The term "clathrates" refers to substances in which molecules of one compound (the "host") form a crystalline lattice that contains open spaces ("cages") that may be occupied by molecules of a second compound or element (the "guest"). Ordinarily, no chemical bonds are formed between the host and the guests, with the stability of a clathrate dependent on the closeness with which the guest entities fit into the holes as well as on the polarizabilities of the guest entities.
Devices based on the thermoelectric effects are widely used, but the applications of such devices are limited by a low efficiency. This has led to a search for new thermoelectric materials, and various clathrate compounds have been a recent focus of research.

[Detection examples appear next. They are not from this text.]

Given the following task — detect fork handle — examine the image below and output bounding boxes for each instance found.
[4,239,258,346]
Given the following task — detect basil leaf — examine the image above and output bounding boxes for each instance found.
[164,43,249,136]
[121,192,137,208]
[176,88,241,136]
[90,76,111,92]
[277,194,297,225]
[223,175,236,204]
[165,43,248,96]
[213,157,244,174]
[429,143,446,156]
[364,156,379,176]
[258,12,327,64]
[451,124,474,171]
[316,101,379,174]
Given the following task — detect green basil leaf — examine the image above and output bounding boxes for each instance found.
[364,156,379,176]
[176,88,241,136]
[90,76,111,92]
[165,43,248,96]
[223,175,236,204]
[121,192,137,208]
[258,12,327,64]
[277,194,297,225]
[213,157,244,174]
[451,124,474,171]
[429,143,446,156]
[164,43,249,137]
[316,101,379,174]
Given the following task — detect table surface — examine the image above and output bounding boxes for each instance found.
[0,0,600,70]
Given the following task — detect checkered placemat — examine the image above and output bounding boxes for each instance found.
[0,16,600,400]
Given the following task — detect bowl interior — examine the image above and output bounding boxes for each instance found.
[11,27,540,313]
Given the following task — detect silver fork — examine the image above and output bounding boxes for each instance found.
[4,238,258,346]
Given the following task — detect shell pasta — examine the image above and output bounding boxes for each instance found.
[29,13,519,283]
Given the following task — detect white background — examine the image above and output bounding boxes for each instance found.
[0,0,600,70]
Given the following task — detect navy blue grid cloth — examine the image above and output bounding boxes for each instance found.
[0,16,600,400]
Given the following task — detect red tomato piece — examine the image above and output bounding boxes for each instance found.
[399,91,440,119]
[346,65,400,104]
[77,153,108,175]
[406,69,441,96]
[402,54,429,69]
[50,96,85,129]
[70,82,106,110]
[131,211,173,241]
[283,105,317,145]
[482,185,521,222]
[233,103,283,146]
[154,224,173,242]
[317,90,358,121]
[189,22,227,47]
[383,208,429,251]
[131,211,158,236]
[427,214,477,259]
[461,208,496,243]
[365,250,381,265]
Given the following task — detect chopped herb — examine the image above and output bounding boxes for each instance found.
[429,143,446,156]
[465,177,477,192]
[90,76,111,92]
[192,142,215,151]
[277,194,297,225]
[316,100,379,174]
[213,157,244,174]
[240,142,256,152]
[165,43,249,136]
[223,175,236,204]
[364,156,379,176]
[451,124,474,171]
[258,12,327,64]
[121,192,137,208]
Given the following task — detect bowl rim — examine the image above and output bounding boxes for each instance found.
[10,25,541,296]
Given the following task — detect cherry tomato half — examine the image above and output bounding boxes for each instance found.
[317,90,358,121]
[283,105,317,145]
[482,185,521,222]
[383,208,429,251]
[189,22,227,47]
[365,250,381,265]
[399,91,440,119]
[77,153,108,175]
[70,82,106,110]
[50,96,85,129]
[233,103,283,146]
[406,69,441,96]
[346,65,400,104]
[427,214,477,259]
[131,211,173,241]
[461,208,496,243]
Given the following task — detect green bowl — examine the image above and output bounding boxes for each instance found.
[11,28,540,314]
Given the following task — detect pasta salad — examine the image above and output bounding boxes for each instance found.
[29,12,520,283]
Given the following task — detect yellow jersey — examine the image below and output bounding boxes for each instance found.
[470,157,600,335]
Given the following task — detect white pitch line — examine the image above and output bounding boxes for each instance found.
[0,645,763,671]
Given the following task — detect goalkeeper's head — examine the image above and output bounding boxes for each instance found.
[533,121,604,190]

The following points are made by G.S. Nolas and G.A. Slack (American Scientist 2001 89:136):
1) The authors point out that having large Peltier and Seebeck coefficients is not the only requirement for a useful thermoelectric material. The material must be both a good electrical conductor and an equally good thermal insulator. A thermoelectric cooler with poor electrical conductivity, for example, would increase in temperature through resistance heating when power was applied. And if the material did not act as a good thermal insulator, the heat transported by the flow of electric current would tend to leak backward from the hot side to the cold side.
2) Semiconductor material can be made to conduct electricity well by supplying mobile electrons or holes derived from the doping of the material with "impurities" that slightly disorder the crystal lattice. In these same semiconductors, heat is carried mostly by vibrational waves (phonons) moving through the atomic lattice. Most semiconductors have high thermal conductivity. But G.A. Slack pointed out more than 20 years ago that if the propagation of phonons in a semiconductor can be impeded by lattice collisions (scattering) due to disorder in the crystal structure, the normally high value of thermal conductivity will drop: the more disorderly the internal atomic arrangement, the more poorly the material will conduct heat. An ideal thermoelectric material, therefore, would be a well-ordered atomic structure allowing electric charge to move freely, but an atomic structure that at the same time scatters phonons. Various amorphous solids (glasses) transmit heat poorly because their internal atomic arrangements are so disorderly. An ideal thermoelectric material should be a "phonon glass" and an "electron crystal".
3) Investigations more than two decades ago suggested that semiconducting clathrates might have low values of thermal conductivity while retaining relatively high electrical conductivity. The elements commonly used to construct semiconductors do, in fact, form clathrates. The general idea is that as long as the voids in a semiconductor clathrate structure remain empty, the material will transmit heat too well to serve as a thermoelectric device. But if the cages are filled with small heavy atoms, the thermal conductivity of the composite material can be made extremely low as a result of scattering of phonons by the heavy atoms. At the same time, the surrounding crystal structure is still highly ordered and allows a high mobility of electrons and holes. Since 1997, the authors have been engaged in research on a fabricated germanium clathrate. This clathrate is a strontium-gallium-germanium compound, with the heavy strontium atoms acting as phonon scatterers. The authors report they have achieved thermal conductivity close to the theoretical minimum, with all heat-carrying phonons apparently scattered. "So far we have definitely achieved our aim of synthesizing a crystal that acts as a phonon glass. Still, we are a long way from complete success: The best semiconducting clathrates we have fabricated so far... are only about half as good as the materials now being used commercially for cooling."